Technical information
- Licensing authority: FCC
- Facility ID: 49255
- Class: A
- ERP: 850 watts
- HAAT: 267 meters (876 ft)
- Transmitter coordinates: 34°47′56″N 92°29′46″W﻿ / ﻿34.79886°N 92.49598°W

Links
- Public license information: Public file; LMS;
- Webcast: Listen live
- Website: 1011fmtheanswer.com

= KDXE (FM) =

Radio station in Cammack Village–Little Rock, Arkansas

KDXE (101.1 MHz, "101.1 FM The Answer") is an FM radio station broadcasting a conservative talk format in Little Rock, Arkansas (licensed to enclave Cammack Village). The station is currently owned by Salem Media Group, through licensee Salem Communications Holding Corporation. The station's studios are south of downtown near Philander Smith College, and its transmitter tower is located on Shinall Mountain, near the Chenal Valley neighborhood of Little Rock.

On June 1, 1998, after a 10-day stunt with various genres of music, 101.1 FM signed on as modern rock-formatted "Lick 101" KDRE.

According to FCC filings, the station went silent sometime around November 1, 2008, as the licensee was unable to negotiate an extension of the contract with the owner of the transmitter location. The FCC granted permission to remain silent while the station's owner put together the paperwork to move the transmitter to a new location. The transmitter was moved to a different location, the call sign was changed from KWBF-FM to KZTS, and the format was changed from rhythmic oldies, to adult album alternative, and later a mainstream urban format.

With the exception of the station being the Little Rock affiliate for The Rickey Smiley Morning Show, the station had no on-air personalities. Under its previous format, KZTS' main competitor was longtime heritage urban contemporary outlet KIPR.
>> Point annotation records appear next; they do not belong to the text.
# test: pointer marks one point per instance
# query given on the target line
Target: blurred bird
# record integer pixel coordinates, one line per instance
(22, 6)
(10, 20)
On March 13, 2018, it was announced by media sources that Flinn Broadcasting Corporation would sell Urban KZTS to Salem Communications for $1.1 million plus a time brokerage agreement before closing. On April 2, 2018, Salem switched the station's format and branding to their Conservative Talk "The Answer", and changed the station's call sign to KDXE on April 8, 2018. Salem's acquisition of the station was consummated on June 25, 2018.